Member of the Illinois Senate from the 10th district
- In office January 13, 1993 – August 2010
- Preceded by: Philip Rock
- Succeeded by: John Mulroe

Personal details
- Born: August 10, 1951 (age 74) Chicago, Illinois, U.S.
- Party: Democratic
- Spouse: Ann DeLeo

= James DeLeo =

American politician

James A. DeLeo (born August 10, 1951) is a former Democratic member of the Illinois Senate, representing the 10th district since 1992, and is an Assistant Majority Leader. Earlier he served in the Illinois House of Representatives.

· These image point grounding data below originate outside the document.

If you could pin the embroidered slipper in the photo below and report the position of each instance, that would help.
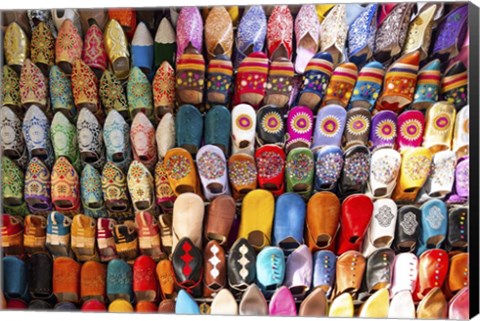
(384, 168)
(428, 86)
(181, 171)
(242, 174)
(410, 126)
(190, 77)
(251, 80)
(299, 171)
(218, 33)
(329, 126)
(280, 33)
(94, 54)
(270, 161)
(392, 31)
(368, 86)
(299, 128)
(279, 83)
(307, 34)
(116, 45)
(270, 126)
(256, 228)
(68, 47)
(328, 167)
(315, 80)
(455, 85)
(218, 127)
(384, 130)
(414, 172)
(189, 128)
(165, 43)
(42, 48)
(251, 33)
(243, 129)
(333, 33)
(189, 32)
(361, 35)
(112, 94)
(17, 46)
(439, 123)
(212, 168)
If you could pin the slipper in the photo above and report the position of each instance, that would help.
(116, 45)
(190, 77)
(270, 126)
(142, 49)
(323, 216)
(280, 83)
(217, 128)
(117, 142)
(219, 80)
(299, 128)
(329, 126)
(42, 48)
(141, 187)
(333, 33)
(83, 238)
(17, 46)
(307, 34)
(105, 241)
(270, 161)
(91, 192)
(139, 93)
(165, 135)
(439, 123)
(243, 129)
(68, 47)
(212, 169)
(189, 32)
(251, 33)
(38, 187)
(315, 80)
(392, 32)
(94, 54)
(242, 174)
(361, 35)
(450, 34)
(384, 169)
(428, 86)
(413, 174)
(455, 85)
(65, 187)
(328, 167)
(218, 33)
(288, 222)
(115, 192)
(181, 171)
(85, 87)
(280, 33)
(142, 136)
(61, 96)
(33, 86)
(357, 127)
(384, 130)
(112, 94)
(165, 43)
(255, 228)
(299, 171)
(189, 128)
(251, 80)
(368, 86)
(461, 135)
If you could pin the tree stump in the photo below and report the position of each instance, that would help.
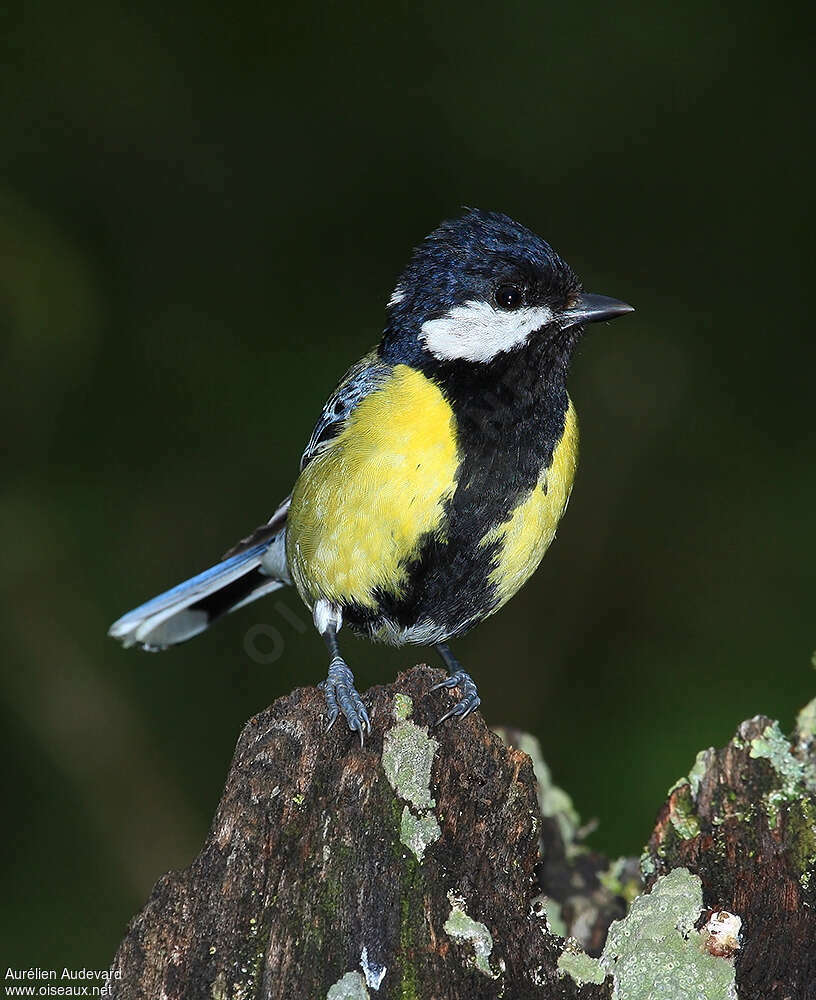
(437, 863)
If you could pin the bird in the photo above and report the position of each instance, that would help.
(437, 472)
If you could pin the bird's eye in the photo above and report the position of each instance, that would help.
(508, 296)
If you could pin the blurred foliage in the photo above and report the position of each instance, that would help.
(203, 209)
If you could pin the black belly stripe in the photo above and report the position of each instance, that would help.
(510, 416)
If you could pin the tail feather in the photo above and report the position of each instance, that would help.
(190, 608)
(254, 567)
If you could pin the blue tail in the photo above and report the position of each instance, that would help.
(189, 608)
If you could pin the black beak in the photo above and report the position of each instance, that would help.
(593, 309)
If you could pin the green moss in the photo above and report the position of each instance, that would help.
(408, 887)
(647, 865)
(683, 815)
(697, 772)
(552, 800)
(773, 747)
(403, 707)
(461, 927)
(418, 832)
(801, 838)
(350, 987)
(656, 952)
(407, 757)
(581, 968)
(617, 881)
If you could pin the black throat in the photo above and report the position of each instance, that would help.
(510, 415)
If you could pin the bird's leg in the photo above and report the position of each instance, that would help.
(458, 678)
(341, 695)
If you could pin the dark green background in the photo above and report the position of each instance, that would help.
(203, 210)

He announced his retirement from the State Senate in 2010, and left office in August 2010. Democrat John G. Mulroe was appointed to replace him and defeated Republican Brian Doherty for a full term in office in the 2010 general election.

== Education ==
DeLeo was educated in the Chicago Public Schools; he later attended Chicago's Loop Junior College (now Harold Washington College) and DePaul University where he majored in political science.

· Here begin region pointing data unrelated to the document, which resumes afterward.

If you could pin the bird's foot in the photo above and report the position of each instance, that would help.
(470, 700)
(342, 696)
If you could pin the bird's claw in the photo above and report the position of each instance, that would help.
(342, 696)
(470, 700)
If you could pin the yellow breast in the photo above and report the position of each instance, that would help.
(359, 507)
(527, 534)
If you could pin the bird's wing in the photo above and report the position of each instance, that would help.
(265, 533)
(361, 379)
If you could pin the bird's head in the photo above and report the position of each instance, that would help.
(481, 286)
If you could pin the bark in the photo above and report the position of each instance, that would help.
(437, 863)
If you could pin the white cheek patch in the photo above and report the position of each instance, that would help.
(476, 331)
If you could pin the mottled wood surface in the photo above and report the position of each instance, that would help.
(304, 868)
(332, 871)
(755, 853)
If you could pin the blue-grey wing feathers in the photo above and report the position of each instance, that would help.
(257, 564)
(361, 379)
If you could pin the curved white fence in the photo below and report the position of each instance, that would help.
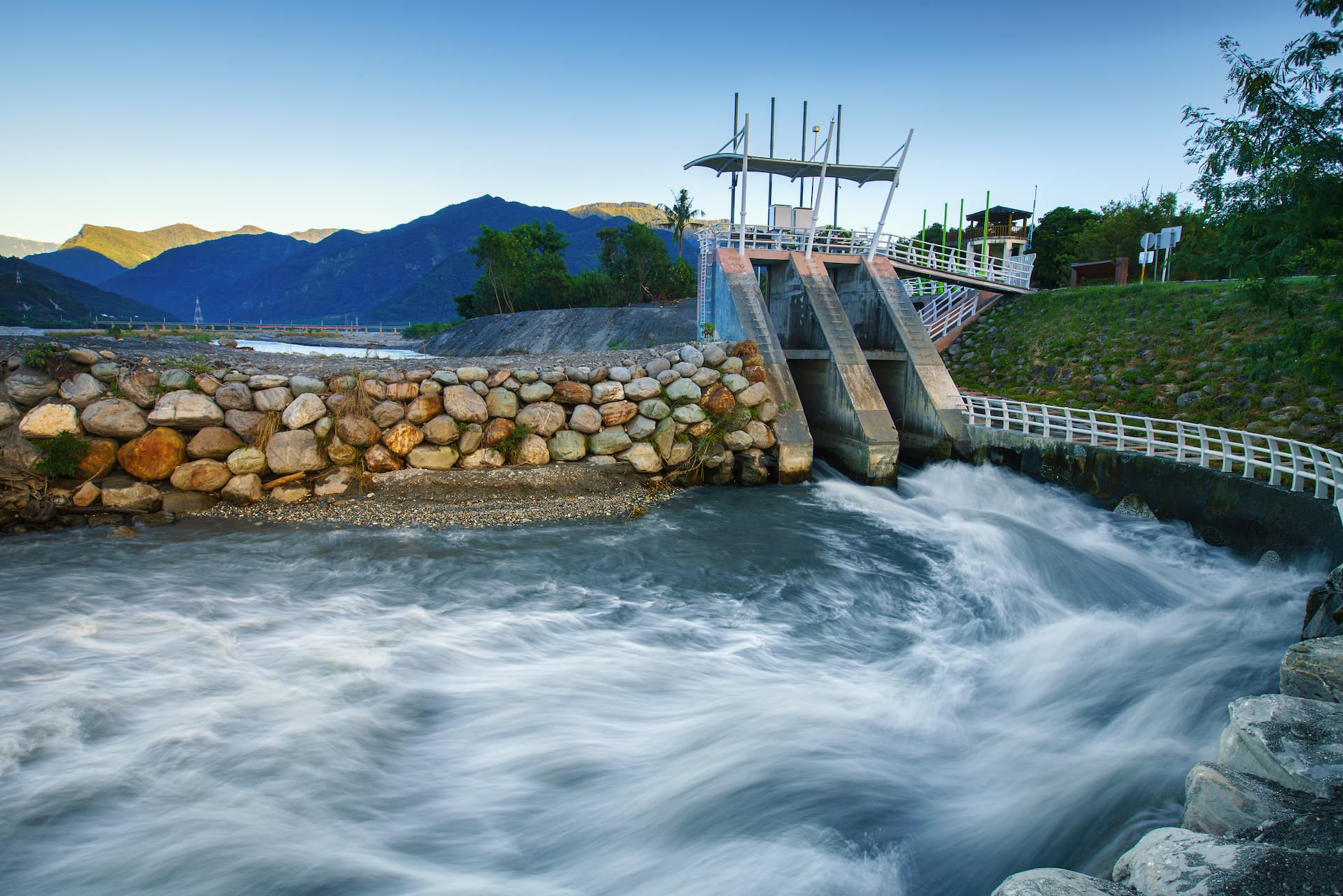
(1283, 462)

== State representative ==
Before becoming a state senator, DeLeo served in the Illinois House of Representatives. While serving as a state representative, DeLeo was indicted in 1989 by a federal grand jury as part of the Operation Greylord investigation. He was accused of not paying taxes on bribes he allegedly received while working as a top aide to Cook County’s chief traffic court judge. The jury was unable to reach a verdict, leading DeLeo to plead guilty to a misdemeanor in a plea deal that allowed him to keep his legislative position.

== Senate career ==

DeLeo sponsored legislation to increase funding for diabetes research by giving individual taxpayers the opportunity to designate contributions on their income tax returns. He also sponsored resolution SJR0061 of the 95th General Assembly honoring the life the late Rosemont, Illinois Mayor, Donald E. Stephens. In the Senate DeLeo served as Vice-Chairman of the Senate Committee on Executive Appointments, and was a member of the Senate Executive Committee and the Senate Local Government Committee.

DeLeo chose to leave office in August 2010 and Democratic candidate John G. Mulroe was appointed to complete the remainder of his term. Mulroe ran for and won a full term in 2010 general election.

== Personal life ==
DeLeo co-owns a bar in Chicago, the Tavern on Rush, with Illinois Senate President John Cullerton (D-Chicago) and others.